The teachers union, which blames Bloomberg for squashing the deal, called the testimony  "embarrassing."

"He goes up to Albany and talks about things that he is just factually wrong about," Michael Mulgrew, president of the United Federation of Teachers, said in a statement.

The most recent version of the city's budget, released in November, projected a $1.15 billion budget deficit for Fiscal Year 2014, which starts July 1.

But that deficit number was dependent on the $700 million in state education funds and at least one other source of revenue that has yet to materialize: the $790 million the city hopes to bank when it auctions off 2,000 new yellow-cab medallions, a plan that is currently held up by the courts.

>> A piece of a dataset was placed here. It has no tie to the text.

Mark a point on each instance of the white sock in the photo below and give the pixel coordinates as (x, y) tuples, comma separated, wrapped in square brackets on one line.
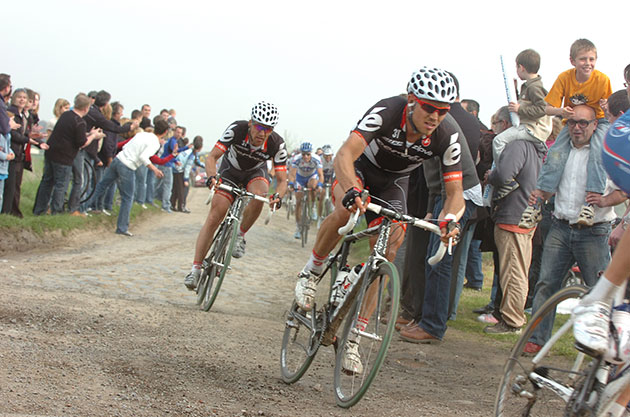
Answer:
[(315, 264), (603, 291)]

The city's Independent Budget Office recently concluded that these unknowns, as well as expired contracts with the city's municipal  unions, put the city on slippery financial footing.

"The questionable assumption of the taxi revenue, state education aid, and Medicaid reimbursements, along with other critical concerns renders the city’s budget outlook less assured than it seems from the financial plan," IBO analysts wrote.

"The fiscal difficulties that lay ahead for the next Mayor and City Council may be more prosaic than a historic recession or mammoth storms, but the potential challenges remain no less real."